Di air laut berdasarkan beberapa literatur pembesaran nila utamanya nila merah masih bisa dilakukan (Suryanti et al., 1991; Suryanti et al., 1993; Hopkin et al., 1985; Watanabe et al., 1989). Bahkan ikan nila masih mampu melakukan reproduksi di air payau dengan syarat ikan masih muda atau saat perkawinan sudah diadaptasikan dahulu secara perlahan-lahan ke air payau (Watanabe et al., 1984 dalam Wardoyo, 1990b; Wardoyo, 1990a). budi daya pembesaran ikan nila di laut diperkirakan mencapai 1,9 juta ha. Dari potensi tersebut yang layak untuk budi daya ikan adalah 369.500 ha. Tersebar di beberapa provinsi di Indonesia. Dari luasan tersebut dapat dimanfaatkan untuk budi daya ikan sistem KJA seluas 1% atau 3.695 ha (Ramelan, 1998). Apabila produktivitas ikan untuk budi daya sistem KJA 100 kg/m3 (Rachmansyah et al., 2000), maka dari luasan tersebut akan diperoleh produksi potensial 3.695.000 ton.

IMPLEMENTASI KEBIJAKAN
Mencermati banyaknya keunggulan ikan nila dan besarnya potensi lahan untuk budi daya seperti yang telah diuraikan di atas, maka prospek pengembangan budi daya ikan nila di Indonesia sangat jelas. Akan tetapi secara teknis maupun sosial ekonomis, masalah-masalah yang masih ada seperti penyebaran tingkat pemanfaatan perairan umum, pemanfaatan culture-based fisheries (CBF) di Jawa, dan pemodal besar yang hanya bertujuan mencari keuntungan sebesar-besarnya tanpa memperdulikan lingkungannya harus dipecahkan. Selain itu, perlu peningkatan penyediaan dan distribusi fasilitas sarana produksi seperti pakan, pupuk, obat, vaksin, dll. (Anggraeni et al., 1994). Kebijakan negeri China yang berhasil mengembangkan budi daya air tawar sistem terpadu dengan peternakan dan pertanian serta sistem perikanan berbasis budi daya di danau-danau bisa diterapkan di Indonesia (Wardoyo, 1996).

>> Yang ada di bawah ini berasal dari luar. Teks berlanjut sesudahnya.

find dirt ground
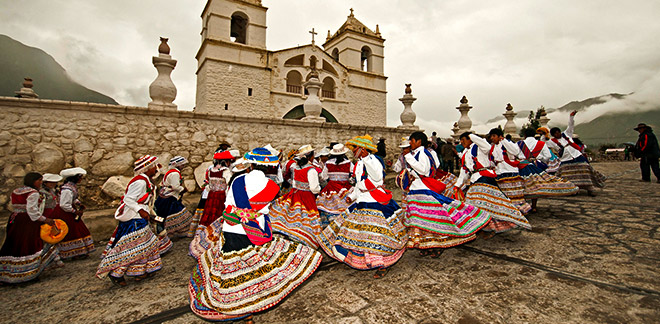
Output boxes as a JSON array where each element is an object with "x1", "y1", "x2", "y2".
[{"x1": 0, "y1": 162, "x2": 660, "y2": 323}]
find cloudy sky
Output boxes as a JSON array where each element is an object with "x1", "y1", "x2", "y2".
[{"x1": 0, "y1": 0, "x2": 660, "y2": 135}]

Kebijakan pemerintah untuk mendatangkan strain-strain baru yang unggul dari luar negeri memang tepat, namun harus diikuti dengan pengelolaan induk yang terkoordinasi antara pembudi daya dengan aparat yang berwenang agar tidak terjadi penurunan mutu genetik dan penyebaran penyakit. Disamping itu perlu dilakukan pembinaan secara intensif dan terus menerus baik oleh Unit Pelaksana Teknis Daerah (UPTD), Unit Pelaksanaan Teknis Pusat (UPTP) dan Balai Benih Ikan (BBI) sehingga benih nila yang akan digunakan oleh masyarakat pembudi daya sudah standar, dijamin asli, unggul dan bersertifikat.
Meskipun ikan-ikan introduksi ini aslinya sudah unggul, tetapi karena harus beradaptasi dengan lingkungan di Indonesia sehingga ada kemungkinan terjadinya penurunan produktivitas, maka riset mengenai ikan ini masih perlu dilakukan, khususnya dalam bidang pembesaran (grow out).